I am working on Healthy Start AStEPP Initiative, which offers training and technical assistance to increase Healthy Start grantees’ understanding of the effect of fetal exposure to alcohol and other drugs and strengthen their capacity to conduct prevention and early identification activities with pregnant women, mothers, and newborns. The initiative also focuses on the social, environmental, and broader behavioral health factors that contribute to substance use before, during, and after pregnancy. The initiative takes a health-equity approach by focusing efforts on populations at higher risk, including Native American and tribal communities, and building on community strength.
In addition to Healthy Start AStEPP, I am working on the Human Trafficking Awareness and Prevention Campaign in Wisconsin. A report by Center for Court Innovation found that Native American women are trafficked more frequently than women of other race or ethnicity in the U.S. I helped conduct 16 listening sessions and one-on-one interviews with various stakeholders, adults, youth, and trafficking survivors. With this information, I helped compile a report to inform the campaign and bring consideration and sensitivity to the language we use during the social marketing campaign.
“The challenges within the LGBTQ community and its public health challenges really hit home with me and made me get involved in what was happening to other Native queer people growing up.”
You have worked on a lot of projects focused on tribal communities. What has drawn you to focus on this particular group of individuals?
I am Diné (Navajo) and originally from Kirtland, New Mexico. I grew up on and near the reservation and have known first-hand how tribes and people are affected by structural issues. Colonization and genocide tore tribal communities apart. We are slowly working to reclaim our language and practices, which I believe will make us healthier and help us take a more holistic approach to the health of our community.
There may be health disparities in tribal communities, but we have amazing cultural values and practices that can help us overcome them. For example, mindfulness has always been a practice in many tribal communities and holistic health is not new.
What attracted you to work in public health?
As I was growing up, I faced a lot of challenges. I came from a very poor family, my mom and my sister passed away when I was really young. It was really traumatizing but everything I have been through has influenced who I am as a person today. I am very open about my past and upbringing because I think it is important to talk about these things. My own experience has led me to dedicate myself to helping others.

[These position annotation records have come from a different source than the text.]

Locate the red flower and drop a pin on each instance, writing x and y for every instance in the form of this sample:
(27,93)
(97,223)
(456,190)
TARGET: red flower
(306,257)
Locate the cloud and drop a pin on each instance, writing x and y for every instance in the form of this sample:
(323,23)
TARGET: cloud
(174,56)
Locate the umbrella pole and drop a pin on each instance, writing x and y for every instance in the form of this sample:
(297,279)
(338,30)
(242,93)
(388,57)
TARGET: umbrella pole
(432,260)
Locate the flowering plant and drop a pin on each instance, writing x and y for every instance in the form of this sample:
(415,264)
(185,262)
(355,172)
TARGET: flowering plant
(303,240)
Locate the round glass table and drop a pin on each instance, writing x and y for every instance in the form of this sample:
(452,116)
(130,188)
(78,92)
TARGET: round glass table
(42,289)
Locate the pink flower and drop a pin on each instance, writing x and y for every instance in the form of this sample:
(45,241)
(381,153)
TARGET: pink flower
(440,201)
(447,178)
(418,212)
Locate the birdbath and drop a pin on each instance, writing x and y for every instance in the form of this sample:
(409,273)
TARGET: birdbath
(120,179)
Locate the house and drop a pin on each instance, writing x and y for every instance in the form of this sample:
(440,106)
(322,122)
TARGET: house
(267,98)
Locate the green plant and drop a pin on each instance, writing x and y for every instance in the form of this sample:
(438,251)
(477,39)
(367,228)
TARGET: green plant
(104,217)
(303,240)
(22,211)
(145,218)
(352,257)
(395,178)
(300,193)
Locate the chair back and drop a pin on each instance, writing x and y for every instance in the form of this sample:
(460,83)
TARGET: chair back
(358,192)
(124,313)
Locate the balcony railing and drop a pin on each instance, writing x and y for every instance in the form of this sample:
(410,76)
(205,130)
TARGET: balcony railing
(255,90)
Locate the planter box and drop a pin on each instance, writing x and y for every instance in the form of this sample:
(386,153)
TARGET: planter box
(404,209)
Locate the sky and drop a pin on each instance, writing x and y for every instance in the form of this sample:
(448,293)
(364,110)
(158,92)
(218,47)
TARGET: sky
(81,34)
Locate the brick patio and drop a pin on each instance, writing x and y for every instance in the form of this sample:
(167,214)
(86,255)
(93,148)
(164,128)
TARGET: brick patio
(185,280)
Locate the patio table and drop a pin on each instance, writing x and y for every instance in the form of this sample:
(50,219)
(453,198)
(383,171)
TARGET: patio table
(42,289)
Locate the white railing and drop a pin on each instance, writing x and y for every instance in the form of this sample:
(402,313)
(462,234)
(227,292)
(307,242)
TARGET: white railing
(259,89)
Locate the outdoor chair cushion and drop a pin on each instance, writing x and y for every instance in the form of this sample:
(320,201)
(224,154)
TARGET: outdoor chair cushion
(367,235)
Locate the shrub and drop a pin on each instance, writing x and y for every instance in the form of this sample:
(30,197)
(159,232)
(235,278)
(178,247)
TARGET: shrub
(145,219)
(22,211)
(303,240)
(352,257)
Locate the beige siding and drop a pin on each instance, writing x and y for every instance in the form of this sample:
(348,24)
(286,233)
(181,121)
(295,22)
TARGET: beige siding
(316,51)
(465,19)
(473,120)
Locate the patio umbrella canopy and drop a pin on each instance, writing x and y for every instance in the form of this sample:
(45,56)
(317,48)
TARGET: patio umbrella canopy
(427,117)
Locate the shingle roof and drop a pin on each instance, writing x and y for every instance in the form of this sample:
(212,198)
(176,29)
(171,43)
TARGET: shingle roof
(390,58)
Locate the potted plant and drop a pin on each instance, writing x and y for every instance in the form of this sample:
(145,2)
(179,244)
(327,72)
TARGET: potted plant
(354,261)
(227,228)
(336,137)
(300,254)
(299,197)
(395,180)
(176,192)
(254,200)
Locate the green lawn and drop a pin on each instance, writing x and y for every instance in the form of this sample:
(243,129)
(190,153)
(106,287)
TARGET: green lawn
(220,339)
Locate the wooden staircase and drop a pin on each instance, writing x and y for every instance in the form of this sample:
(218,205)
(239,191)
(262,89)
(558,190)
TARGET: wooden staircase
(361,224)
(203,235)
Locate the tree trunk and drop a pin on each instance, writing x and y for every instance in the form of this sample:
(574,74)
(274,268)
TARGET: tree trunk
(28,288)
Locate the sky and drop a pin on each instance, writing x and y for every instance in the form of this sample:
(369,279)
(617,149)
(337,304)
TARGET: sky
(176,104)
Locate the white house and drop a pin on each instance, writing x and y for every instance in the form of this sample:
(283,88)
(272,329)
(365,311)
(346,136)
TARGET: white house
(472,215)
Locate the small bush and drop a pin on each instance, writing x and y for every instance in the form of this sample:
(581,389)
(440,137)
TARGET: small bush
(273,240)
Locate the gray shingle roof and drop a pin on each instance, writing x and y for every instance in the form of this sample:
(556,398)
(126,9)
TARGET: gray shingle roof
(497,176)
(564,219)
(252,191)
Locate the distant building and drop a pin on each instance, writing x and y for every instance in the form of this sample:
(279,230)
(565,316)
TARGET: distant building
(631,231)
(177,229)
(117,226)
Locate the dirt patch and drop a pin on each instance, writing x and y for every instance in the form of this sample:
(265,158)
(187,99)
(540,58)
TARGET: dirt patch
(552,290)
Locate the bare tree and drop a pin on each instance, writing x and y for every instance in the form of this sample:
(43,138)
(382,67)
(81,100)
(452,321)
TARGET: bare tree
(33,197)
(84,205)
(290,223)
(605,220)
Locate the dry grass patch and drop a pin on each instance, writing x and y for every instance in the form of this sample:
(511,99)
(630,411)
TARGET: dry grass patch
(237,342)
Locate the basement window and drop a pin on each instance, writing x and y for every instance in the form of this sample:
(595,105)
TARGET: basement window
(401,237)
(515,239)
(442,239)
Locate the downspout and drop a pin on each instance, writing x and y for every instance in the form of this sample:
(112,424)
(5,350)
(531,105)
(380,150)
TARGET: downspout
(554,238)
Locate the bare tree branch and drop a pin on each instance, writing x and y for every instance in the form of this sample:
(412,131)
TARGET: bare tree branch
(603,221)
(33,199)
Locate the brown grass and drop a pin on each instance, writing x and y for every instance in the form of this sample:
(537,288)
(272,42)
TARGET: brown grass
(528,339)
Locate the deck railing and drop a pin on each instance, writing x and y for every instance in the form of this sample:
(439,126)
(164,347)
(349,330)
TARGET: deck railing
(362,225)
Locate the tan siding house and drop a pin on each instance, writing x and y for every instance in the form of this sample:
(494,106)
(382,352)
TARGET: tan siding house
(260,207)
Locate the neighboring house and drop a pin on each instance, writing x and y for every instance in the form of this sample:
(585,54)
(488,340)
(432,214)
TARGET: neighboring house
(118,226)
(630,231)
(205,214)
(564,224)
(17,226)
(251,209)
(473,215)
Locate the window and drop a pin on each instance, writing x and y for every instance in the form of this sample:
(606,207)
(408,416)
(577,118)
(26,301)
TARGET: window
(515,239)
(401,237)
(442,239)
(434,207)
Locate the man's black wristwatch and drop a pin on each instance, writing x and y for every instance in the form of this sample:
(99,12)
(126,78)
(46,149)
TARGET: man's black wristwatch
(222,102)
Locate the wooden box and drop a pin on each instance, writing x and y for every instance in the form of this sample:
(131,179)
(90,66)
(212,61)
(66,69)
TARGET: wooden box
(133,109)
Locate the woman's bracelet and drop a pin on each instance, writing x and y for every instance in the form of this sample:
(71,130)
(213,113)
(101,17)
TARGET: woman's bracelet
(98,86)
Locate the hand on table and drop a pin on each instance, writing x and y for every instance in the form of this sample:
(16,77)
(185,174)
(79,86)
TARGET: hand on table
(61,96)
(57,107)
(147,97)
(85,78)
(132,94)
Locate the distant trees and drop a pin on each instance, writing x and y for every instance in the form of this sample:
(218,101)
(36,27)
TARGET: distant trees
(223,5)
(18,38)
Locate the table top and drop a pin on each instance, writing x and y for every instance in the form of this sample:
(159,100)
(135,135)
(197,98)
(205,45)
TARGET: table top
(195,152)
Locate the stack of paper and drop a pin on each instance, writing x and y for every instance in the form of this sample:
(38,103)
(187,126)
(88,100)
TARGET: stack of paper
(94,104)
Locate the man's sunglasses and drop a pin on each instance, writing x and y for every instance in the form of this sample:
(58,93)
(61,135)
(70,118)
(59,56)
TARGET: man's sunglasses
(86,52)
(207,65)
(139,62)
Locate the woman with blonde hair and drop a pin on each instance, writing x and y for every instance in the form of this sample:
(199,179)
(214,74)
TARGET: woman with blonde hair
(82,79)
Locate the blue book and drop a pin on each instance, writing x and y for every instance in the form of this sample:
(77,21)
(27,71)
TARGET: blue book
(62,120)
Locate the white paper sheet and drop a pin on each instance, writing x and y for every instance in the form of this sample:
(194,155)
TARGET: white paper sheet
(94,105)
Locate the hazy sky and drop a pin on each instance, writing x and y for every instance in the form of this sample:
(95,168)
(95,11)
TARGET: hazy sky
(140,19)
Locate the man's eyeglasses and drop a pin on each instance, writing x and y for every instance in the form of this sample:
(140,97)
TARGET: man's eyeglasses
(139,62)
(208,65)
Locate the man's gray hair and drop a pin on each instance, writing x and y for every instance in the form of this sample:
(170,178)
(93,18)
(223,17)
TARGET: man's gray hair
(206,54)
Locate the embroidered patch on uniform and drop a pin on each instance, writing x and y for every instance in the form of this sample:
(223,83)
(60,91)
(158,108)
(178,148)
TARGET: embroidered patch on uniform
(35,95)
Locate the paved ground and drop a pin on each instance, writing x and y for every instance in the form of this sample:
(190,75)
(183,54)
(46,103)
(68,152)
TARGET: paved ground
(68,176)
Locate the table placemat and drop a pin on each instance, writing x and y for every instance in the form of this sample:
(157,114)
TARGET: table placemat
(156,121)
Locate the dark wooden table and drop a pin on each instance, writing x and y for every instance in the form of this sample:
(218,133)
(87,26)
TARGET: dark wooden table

I also identify as gay. The challenges within the LGBTQ community and its public health challenges really hit home with me and made me get involved in what was happening to other Native queer people growing up. As an undergraduate, I majored in broadcast journalism and worked at a television station in New York. The work was great but everything was reactionary. I wanted to work on the prevention side and actually do something: that something was public health.
Would you tell us something that others may not know about you?
I am on the board of a nonprofit in Denver that promotes poetry and spoken word as a form of traditional storytelling, focusing on cultural connection for Latino and indigenous youth. We use poetry as a means of mentorship and to help youth build leadership and public speaking skills.